David, I am trying your suggestion:
On Wed, May 4, 2022 at 4:27 PM David G. Johnston <david.g.johnston@xxxxxxxxx> wrote:
Assuming the base query is capable of returning all related chat messages for both users (I'd probably place that portion into a CTE) the rows you want to filter out are those whose c.uid is not my own, but only if their muted property is true.
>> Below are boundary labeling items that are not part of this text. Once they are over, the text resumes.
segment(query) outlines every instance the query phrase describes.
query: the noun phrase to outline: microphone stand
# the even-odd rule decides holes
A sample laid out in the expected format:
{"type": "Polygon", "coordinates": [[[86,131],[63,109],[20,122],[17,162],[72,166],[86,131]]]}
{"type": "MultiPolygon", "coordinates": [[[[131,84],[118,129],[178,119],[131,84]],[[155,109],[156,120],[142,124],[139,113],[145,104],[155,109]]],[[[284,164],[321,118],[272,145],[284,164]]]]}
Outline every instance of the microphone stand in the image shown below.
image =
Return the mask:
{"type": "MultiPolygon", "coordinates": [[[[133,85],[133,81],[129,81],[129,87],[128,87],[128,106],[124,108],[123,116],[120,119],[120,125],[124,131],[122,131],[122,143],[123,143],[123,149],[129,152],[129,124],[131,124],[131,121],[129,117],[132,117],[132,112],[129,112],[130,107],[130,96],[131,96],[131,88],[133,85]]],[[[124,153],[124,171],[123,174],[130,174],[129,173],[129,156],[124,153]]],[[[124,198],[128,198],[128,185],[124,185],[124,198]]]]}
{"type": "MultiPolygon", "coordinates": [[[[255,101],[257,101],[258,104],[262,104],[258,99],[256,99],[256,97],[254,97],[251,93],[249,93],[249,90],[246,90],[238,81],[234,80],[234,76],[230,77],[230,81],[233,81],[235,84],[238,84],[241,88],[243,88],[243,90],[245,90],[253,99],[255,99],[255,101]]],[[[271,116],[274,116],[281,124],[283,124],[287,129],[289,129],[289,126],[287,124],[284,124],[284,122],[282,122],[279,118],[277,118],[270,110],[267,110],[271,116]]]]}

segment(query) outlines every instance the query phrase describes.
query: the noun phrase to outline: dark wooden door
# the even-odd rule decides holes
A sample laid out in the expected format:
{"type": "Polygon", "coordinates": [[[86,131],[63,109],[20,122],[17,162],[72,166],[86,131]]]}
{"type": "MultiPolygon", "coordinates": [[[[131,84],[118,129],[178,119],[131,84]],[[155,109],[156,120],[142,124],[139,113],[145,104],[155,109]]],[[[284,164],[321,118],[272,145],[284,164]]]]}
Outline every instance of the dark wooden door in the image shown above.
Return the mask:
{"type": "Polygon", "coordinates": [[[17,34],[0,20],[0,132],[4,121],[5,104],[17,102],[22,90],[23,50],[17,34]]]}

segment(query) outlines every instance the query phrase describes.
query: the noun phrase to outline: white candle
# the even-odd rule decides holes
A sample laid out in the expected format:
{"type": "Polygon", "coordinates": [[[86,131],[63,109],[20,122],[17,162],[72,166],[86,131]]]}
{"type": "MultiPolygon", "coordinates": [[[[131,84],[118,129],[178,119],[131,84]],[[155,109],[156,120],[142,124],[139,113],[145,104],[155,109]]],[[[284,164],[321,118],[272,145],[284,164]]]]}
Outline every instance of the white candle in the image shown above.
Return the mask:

It makes it easier to understand if you join words_users twice, defining one as "them" and one as "me". Then you can say something like: WHERE (c.uid = me.uid) OR NOT(them.muted)
like this:
https://dbfiddle.uk/?rdbms=postgres_14&fiddle=4ab6a09cddae26a11140202fdc41cf5c
CREATE OR REPLACE FUNCTION words_get_chat(
in_gid integer,
in_social integer,
in_sid text
) RETURNS TABLE (
out_mine integer,
out_msg text
) AS
$func$
SELECT
CASE WHEN c.uid = s.uid THEN 1 ELSE 0 END,
c.msg
FROM words_chat c
JOIN words_games g USING (gid)
JOIN words_users myself ON (myself.uid IN (g.player1, g.player2))
JOIN words_users opponent ON (opponent.uid IN (g.player1, g.player2))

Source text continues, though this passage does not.